As philosopher, historian of religions, novelist, professor, and editor, Mircea Eliade was an extraordinarily erudite scholar whose writings, methodology, and personal biography continue to generate debate in various academic disciplines. Several of his well-known books reflect a fascination with the concepts of time and history, in particular, and still influence the contemporary discussion.

Born in Bucharest, Romania, where he also received his university education, Eliade's interest in philosophy led him to study for 4 years in Calcutta and to spend several months in a Himalayan ashram. These experiences helped to make Eliade an expert on yoga—the subject of his 1933 doctoral dissertation and later book—and broadened his comparative horizons; other writings reflect Eliade's study of Eastern religions, including the Hindu and Buddhist concepts of time and history. His political affiliations caused him to leave Romania after World War II began. Following the war, Eliade taught comparative religion for 10 years in Paris, where he developed many of his seminal ideas. In 1957, Eliade came to the United States and began teaching at the University of Chicago, where he exercised tremendous influence as chair of the history of religions department for nearly 3 decades.
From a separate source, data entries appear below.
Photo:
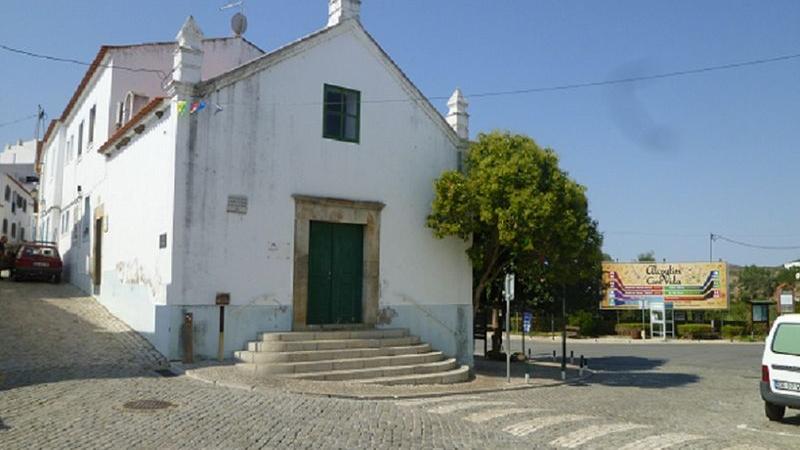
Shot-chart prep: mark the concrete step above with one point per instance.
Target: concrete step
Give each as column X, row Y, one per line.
column 324, row 355
column 379, row 362
column 331, row 344
column 331, row 335
column 457, row 375
column 377, row 372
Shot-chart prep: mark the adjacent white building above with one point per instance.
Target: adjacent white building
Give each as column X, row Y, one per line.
column 296, row 183
column 17, row 190
column 16, row 209
column 18, row 160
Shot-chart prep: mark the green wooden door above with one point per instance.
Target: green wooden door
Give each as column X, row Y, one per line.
column 335, row 273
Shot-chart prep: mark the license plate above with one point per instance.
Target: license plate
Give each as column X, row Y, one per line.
column 787, row 386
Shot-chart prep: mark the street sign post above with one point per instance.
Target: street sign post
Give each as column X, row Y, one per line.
column 509, row 293
column 527, row 322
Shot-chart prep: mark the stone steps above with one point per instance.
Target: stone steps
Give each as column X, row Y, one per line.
column 330, row 344
column 325, row 366
column 322, row 355
column 337, row 334
column 364, row 355
column 379, row 372
column 458, row 375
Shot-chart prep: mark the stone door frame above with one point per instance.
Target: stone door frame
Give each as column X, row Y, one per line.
column 323, row 209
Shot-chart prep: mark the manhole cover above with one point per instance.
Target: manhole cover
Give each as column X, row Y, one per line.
column 147, row 405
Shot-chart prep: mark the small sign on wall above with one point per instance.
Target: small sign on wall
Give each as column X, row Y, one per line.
column 237, row 204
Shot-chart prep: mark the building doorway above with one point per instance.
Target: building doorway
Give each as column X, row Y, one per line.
column 98, row 252
column 335, row 273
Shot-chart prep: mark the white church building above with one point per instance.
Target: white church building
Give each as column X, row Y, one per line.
column 293, row 185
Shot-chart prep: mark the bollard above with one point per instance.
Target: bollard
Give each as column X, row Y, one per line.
column 187, row 335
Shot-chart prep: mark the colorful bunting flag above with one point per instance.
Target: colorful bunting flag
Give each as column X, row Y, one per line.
column 197, row 106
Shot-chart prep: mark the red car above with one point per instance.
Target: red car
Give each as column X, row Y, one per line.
column 37, row 260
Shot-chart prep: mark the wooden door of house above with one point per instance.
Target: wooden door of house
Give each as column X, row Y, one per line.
column 335, row 273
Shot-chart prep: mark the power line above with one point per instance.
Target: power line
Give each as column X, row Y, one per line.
column 676, row 73
column 715, row 237
column 522, row 91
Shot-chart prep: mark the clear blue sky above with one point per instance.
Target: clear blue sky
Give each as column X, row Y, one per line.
column 665, row 162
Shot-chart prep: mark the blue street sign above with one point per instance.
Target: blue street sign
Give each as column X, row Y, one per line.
column 527, row 321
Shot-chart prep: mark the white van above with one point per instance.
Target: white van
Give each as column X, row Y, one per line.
column 780, row 367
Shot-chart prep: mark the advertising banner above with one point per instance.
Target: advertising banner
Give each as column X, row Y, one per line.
column 687, row 286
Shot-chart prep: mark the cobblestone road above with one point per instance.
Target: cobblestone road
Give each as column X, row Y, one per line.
column 69, row 368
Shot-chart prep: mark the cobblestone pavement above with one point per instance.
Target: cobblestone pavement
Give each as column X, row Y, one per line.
column 67, row 389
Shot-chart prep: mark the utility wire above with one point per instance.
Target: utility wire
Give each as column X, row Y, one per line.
column 563, row 87
column 715, row 237
column 677, row 73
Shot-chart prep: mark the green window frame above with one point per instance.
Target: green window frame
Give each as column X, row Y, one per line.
column 341, row 115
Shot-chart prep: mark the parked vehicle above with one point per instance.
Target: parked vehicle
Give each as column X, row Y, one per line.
column 7, row 259
column 37, row 260
column 780, row 367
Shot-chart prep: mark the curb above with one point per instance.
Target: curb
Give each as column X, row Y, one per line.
column 588, row 373
column 592, row 341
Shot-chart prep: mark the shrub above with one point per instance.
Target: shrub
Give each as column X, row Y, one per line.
column 758, row 329
column 696, row 331
column 732, row 331
column 633, row 330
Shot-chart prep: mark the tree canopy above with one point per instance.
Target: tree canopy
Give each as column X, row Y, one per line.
column 523, row 213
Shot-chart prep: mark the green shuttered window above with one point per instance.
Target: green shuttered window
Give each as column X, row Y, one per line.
column 341, row 114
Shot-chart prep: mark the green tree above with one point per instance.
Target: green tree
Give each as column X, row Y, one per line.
column 649, row 256
column 524, row 215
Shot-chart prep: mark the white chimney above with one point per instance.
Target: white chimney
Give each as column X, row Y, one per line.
column 188, row 58
column 457, row 116
column 341, row 10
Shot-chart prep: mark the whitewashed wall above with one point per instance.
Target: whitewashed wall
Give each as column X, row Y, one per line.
column 267, row 144
column 138, row 208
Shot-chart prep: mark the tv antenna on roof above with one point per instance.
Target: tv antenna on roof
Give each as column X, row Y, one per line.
column 238, row 21
column 232, row 5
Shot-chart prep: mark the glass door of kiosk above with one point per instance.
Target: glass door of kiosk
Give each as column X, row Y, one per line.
column 662, row 320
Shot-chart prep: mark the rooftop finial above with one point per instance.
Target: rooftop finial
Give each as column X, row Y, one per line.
column 190, row 35
column 457, row 116
column 340, row 10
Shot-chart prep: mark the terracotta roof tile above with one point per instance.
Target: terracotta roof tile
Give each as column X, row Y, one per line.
column 149, row 107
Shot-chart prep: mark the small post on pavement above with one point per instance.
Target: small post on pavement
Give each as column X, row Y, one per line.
column 223, row 299
column 509, row 296
column 563, row 331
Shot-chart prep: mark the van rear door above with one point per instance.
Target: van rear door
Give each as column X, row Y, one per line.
column 784, row 360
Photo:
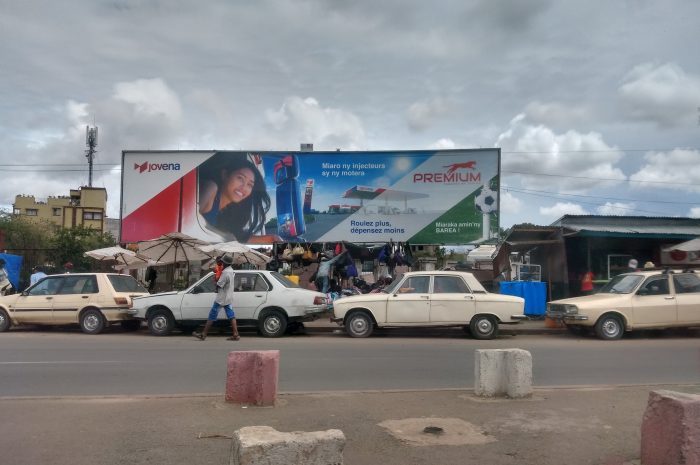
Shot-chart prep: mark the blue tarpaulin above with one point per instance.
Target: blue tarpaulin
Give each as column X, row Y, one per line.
column 13, row 263
column 534, row 293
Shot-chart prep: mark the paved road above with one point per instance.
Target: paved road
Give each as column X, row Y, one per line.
column 63, row 362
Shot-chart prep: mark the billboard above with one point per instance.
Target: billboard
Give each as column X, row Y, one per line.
column 425, row 197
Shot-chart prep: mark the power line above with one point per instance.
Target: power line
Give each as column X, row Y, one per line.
column 599, row 179
column 527, row 191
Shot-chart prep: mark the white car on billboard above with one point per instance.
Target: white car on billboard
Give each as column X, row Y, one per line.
column 264, row 299
column 430, row 299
By all standards, Eliade was a gifted and prolific writer; he published over 1,300 items, including a number of popular and influential books—two of which incorporate his major treatments of time and history, namely, Cosmos and History: The Myth of the Eternal Return and The Sacred and the Profane: The Nature of Religion. Creative and energetic, Mircea Eliade's life and wide-ranging scholarly perspectives remain provocative and controversial.

Repeated use of a technical vocabulary, some of whose terms Eliade created or used in an idiosyncratic manner, reflects his fascination with the concepts of time and history. Among the world's ancient (or “archaic”) and modern cultures, he identified two different perspectives on time. On the one hand, a religious person (homo religiosus) divided time into two categories: “sacred” and “profane.” The former refers to time associated with religious festivals and other occasions (hiero-phanies) that recall and regenerate (or “reactual-ize”) the mythical time of origins. On the other hand, a modern, nonreligious person does not experience this sacred time but lives in the mundane world of ordinary historic time. Members of this secular (or profane) society do not have access to illud tempus, the mythical, ideal time that gives meaning to life. In Eliade's analysis, myths reach across time and provide explanations of what took place and how things came into existence at the beginning of time (ab origine) and provide examples for human behavior. Eliade also emphasized the distinction between cultures that perceived time as cyclical and allowed for periodic reoccurrences of sacred, primordial time (“myth of the eternal return”) and those that did not. The latter saw history as linear and irreversible, and Eliade emphasized the special place of history in the noncyclical perspective of the Judeo-Christian tradition.

Time—its passage and our experience of it—is also a major theme in Eliade's fiction, as seen, for example, in the character Stephane in The Forbidden Forest. Eliade advocated a new humanist agenda and wanted his readers, who live in a desacralized world, to rediscover the sacred in their lives—including its manifestations in space and time.